The following analysis is an exercise I performed to predict the outcome of EURO 2016 .My resources were just a spreadsheet and some publicly available data.
Some of the hypothesis taken for
this prediction are:
- Players playing in bigger clubs(club ratings as per UEFA) will perform better in Europe.
- Best players in European countries play in European club.
- The strength of the 23-member squad will better determine a nation's performance rather than just starting 11.
- Every position be it goal-keeping, defense, midfield or striker matters equally to the success of a nation.
Factors not taken into consideration:
- Form of the player
- Team work
- Confidence of an individual player
- Home advantage
- Injury
- Credibility of the manager
Steps followed in the analysis:
Step 1: 23 squad members list of each
country is collected -- their names and the clubs they play for.
Step 2: List of 400 clubs across Europe
was collected and their standings as per UEFA.

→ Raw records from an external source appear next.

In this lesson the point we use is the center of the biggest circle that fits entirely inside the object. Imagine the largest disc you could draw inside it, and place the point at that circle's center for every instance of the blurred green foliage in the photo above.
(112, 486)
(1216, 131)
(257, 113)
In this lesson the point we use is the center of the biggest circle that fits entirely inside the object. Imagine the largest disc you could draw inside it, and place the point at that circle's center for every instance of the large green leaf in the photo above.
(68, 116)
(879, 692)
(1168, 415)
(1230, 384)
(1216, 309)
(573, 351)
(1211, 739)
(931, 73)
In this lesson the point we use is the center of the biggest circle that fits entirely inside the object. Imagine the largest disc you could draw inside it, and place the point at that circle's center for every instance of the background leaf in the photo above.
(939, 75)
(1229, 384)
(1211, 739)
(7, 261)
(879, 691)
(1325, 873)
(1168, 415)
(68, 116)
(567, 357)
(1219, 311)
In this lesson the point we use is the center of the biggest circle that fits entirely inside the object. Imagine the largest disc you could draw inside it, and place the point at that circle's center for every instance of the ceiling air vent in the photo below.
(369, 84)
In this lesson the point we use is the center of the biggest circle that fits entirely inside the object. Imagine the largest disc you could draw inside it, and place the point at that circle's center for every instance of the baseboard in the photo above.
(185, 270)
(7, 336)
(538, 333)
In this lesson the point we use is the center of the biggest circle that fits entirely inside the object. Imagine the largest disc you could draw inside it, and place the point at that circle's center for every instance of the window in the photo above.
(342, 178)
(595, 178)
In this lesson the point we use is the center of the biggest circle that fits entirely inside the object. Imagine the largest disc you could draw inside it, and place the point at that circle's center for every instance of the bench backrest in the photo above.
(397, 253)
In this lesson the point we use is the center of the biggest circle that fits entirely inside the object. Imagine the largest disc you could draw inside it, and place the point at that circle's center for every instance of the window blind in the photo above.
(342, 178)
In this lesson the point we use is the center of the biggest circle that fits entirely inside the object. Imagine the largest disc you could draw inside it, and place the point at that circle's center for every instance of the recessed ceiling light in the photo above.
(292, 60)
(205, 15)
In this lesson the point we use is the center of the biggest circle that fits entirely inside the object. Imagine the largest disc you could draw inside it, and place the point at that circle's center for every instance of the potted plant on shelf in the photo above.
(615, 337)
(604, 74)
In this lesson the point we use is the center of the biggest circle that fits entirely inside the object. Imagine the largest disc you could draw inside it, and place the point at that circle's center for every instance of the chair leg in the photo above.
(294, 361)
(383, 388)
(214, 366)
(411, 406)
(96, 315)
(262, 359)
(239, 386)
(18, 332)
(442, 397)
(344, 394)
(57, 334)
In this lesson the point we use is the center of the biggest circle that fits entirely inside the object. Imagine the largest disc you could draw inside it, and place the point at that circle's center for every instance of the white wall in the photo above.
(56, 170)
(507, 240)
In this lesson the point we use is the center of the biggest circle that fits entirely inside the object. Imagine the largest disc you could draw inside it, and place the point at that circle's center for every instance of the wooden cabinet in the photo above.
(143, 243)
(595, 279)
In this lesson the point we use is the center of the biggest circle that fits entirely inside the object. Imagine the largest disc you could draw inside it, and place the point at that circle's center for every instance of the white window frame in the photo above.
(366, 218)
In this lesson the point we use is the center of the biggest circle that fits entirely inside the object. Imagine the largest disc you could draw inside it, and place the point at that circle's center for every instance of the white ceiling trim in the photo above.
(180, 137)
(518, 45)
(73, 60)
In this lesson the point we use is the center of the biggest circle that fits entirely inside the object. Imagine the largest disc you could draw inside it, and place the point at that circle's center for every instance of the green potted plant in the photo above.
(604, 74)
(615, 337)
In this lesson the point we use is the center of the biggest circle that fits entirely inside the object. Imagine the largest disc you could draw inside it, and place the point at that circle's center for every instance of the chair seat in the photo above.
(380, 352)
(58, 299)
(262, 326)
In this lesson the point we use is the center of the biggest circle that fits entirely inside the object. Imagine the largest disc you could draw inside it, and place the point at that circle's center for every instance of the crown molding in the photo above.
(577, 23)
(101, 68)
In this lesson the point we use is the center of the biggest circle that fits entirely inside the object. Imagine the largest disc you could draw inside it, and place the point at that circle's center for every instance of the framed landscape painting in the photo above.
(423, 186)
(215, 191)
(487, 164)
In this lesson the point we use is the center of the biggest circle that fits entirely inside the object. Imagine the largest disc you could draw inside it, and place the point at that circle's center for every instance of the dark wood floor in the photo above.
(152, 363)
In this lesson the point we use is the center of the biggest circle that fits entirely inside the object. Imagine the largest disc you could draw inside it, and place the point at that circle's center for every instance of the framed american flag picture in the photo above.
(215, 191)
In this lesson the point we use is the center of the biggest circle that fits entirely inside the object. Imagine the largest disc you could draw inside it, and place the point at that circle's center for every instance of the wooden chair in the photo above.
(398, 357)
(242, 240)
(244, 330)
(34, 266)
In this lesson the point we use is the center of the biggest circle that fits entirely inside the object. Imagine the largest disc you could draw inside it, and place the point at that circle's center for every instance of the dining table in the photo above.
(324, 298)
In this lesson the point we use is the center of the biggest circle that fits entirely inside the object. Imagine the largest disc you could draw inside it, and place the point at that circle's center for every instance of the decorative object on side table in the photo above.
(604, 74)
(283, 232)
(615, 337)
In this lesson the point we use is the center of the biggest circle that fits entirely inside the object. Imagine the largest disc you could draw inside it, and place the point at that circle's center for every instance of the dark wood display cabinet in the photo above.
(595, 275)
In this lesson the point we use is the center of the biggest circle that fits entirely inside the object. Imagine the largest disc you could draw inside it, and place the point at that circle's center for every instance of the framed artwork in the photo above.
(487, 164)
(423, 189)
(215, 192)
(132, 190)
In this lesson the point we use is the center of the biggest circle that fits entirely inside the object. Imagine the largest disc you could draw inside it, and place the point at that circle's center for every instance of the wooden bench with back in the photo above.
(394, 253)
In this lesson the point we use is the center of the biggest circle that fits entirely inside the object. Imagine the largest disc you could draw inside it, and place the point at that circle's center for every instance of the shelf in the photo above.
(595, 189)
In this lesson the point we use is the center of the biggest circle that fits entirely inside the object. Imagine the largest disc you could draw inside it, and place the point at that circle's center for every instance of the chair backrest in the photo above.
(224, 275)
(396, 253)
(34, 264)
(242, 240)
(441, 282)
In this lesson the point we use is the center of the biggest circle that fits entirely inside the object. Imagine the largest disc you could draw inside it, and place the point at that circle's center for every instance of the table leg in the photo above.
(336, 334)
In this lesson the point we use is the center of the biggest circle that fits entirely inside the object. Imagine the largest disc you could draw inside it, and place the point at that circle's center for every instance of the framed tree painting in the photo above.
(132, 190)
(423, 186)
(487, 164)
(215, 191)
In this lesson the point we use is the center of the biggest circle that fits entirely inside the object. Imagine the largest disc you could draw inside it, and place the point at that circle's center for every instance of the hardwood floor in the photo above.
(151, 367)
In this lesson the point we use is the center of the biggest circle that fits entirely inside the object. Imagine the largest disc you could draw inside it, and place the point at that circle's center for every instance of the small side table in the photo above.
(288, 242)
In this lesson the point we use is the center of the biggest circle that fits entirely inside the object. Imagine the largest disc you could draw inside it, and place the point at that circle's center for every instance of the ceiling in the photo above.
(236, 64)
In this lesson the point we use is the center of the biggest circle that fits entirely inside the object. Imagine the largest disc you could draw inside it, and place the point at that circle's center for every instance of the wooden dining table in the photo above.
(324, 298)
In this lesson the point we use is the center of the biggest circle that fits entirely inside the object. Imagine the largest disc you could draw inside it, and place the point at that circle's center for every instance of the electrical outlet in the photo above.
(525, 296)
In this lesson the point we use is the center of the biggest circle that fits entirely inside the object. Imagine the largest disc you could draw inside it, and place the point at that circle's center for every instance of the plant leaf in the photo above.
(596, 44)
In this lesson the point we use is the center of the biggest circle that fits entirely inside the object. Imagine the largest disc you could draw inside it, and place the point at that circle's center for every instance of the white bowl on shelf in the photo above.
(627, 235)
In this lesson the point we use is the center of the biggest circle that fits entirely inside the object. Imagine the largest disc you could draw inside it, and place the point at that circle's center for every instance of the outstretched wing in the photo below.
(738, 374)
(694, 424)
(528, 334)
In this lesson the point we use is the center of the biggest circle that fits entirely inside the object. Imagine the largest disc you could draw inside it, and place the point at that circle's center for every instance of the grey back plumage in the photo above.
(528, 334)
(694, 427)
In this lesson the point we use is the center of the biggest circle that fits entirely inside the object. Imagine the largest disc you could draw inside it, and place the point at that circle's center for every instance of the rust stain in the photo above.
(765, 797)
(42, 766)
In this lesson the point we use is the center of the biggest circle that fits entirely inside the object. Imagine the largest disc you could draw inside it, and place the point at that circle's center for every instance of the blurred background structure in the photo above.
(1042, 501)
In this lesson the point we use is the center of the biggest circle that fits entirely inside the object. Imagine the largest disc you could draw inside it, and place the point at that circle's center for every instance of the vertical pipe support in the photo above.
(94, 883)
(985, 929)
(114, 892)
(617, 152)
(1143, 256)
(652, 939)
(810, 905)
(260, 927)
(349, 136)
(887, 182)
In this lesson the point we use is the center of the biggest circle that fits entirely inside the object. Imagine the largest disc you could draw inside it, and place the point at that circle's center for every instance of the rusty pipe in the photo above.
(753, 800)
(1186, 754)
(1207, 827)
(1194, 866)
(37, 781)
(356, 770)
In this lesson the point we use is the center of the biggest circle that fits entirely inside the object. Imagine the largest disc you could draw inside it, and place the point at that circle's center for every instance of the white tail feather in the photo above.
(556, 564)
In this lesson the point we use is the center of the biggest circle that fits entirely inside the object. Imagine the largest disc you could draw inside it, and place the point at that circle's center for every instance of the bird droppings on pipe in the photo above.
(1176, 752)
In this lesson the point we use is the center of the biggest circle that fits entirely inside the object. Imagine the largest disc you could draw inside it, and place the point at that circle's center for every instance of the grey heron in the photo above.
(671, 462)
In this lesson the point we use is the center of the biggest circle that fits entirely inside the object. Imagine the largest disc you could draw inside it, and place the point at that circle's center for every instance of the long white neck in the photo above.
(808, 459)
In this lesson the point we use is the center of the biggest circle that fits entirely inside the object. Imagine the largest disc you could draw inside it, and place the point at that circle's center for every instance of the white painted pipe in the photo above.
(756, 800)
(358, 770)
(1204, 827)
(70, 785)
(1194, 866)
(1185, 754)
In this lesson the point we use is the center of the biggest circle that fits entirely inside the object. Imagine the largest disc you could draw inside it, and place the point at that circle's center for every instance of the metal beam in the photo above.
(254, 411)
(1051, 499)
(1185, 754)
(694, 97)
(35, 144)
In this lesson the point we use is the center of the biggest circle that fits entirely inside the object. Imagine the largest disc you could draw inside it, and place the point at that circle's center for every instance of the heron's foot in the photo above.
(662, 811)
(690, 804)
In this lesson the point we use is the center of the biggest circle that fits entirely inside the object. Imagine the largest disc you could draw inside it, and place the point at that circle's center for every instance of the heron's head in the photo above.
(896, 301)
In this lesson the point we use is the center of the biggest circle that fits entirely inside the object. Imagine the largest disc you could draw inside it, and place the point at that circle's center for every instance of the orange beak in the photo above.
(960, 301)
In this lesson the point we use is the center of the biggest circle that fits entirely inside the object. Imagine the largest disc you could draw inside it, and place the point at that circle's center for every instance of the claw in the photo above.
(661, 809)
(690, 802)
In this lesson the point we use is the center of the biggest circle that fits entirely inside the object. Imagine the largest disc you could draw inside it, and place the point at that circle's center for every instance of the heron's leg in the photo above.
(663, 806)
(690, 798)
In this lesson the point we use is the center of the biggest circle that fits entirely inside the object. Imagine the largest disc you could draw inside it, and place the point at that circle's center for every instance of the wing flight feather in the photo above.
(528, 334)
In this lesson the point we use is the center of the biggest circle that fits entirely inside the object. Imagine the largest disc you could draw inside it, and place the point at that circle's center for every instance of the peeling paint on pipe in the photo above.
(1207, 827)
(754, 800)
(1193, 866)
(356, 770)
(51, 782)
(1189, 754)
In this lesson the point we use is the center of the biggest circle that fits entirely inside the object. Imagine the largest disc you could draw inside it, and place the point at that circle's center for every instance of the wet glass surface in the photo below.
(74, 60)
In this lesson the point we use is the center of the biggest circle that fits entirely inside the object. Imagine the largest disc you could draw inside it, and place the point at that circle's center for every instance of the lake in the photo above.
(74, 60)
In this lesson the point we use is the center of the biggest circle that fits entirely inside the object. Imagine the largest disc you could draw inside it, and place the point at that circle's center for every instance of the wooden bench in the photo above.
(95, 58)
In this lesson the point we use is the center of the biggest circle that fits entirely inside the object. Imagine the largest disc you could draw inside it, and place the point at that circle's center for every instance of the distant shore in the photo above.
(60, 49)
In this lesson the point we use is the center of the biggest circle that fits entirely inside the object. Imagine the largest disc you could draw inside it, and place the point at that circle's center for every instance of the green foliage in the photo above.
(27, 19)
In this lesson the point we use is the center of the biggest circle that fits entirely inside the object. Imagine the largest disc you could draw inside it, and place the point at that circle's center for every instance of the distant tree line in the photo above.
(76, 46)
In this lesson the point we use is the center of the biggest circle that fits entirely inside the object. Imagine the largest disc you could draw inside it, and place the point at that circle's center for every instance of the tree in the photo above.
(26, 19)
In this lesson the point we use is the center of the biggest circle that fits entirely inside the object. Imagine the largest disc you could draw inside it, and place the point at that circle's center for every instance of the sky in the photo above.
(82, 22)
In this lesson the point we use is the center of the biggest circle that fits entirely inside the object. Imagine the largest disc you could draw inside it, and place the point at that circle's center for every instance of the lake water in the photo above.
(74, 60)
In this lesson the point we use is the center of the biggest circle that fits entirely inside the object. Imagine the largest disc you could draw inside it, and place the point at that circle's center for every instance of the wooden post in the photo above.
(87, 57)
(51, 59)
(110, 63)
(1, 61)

For my final analysis I only considered
top 100 clubs from the list of 400 clubs with the hypothesis that a
player can only make an impact if he plays among the top 100 clubs in
Europe. I divided the 100 clubs in 10 segments of 10 clubs each. Then
I rated each club with the top segment getting 10 points and the
bottom getting 1 respectively. Then I looked up all the players in
each nation and rated them based on their club ratings. The result is
a cumulative rating for each country. Then going to the fixtures I
concluded on the results with the assumption that a nation with
higher rating will progress through the tournament whereas a nation
with a lower rating will not.
Prediction :
Quarter Final
teams:Ukraine,Spain,England,Belgium,Germany,Italy,France,Russia
Semi Final
teams:Spain,Belgium,Germany,France
Final:Spain,Germany
Champion:Spain
Runner-up:Germany
The analysis may seem simplistic, but
one of the main objective of the exercise is to encourage readers to
start doing analysis on simple use cases and realize beyond the smoke
screen of data science jargon that its not that complicated.Once an
analyst completes a use case like this, he experiences a complete
analytics life cycle.But what will generally change for a detailed
analysis will be -- the volume of data and the numbers of factors to
be considered..
Learnings that we may receive from this
exercise can be -
Searching for the right data : The use
case and the hypothesis tells us what data to search, gather or ask
the business for.Lots of time in my career I have seen analysts being
handed some data and asked to find something interesting.That should
not be the case.It should be the business use case driving the
analysis.
Data preparation: You must have heard
the 80-20 rule,where 80 % time is spent preparing the data and 20 %
time doing the actual analysis.My data was web links so I had to
scrape it, massage it and clean it to get it in a shape that can be
used for analysis.
Feasibility of the variables to
consider : The complexity and the accuracy of the algorithms mostly
depend on the suitability of the algorithm for the use case, the
extent of variables considered and the size of the data analyzed.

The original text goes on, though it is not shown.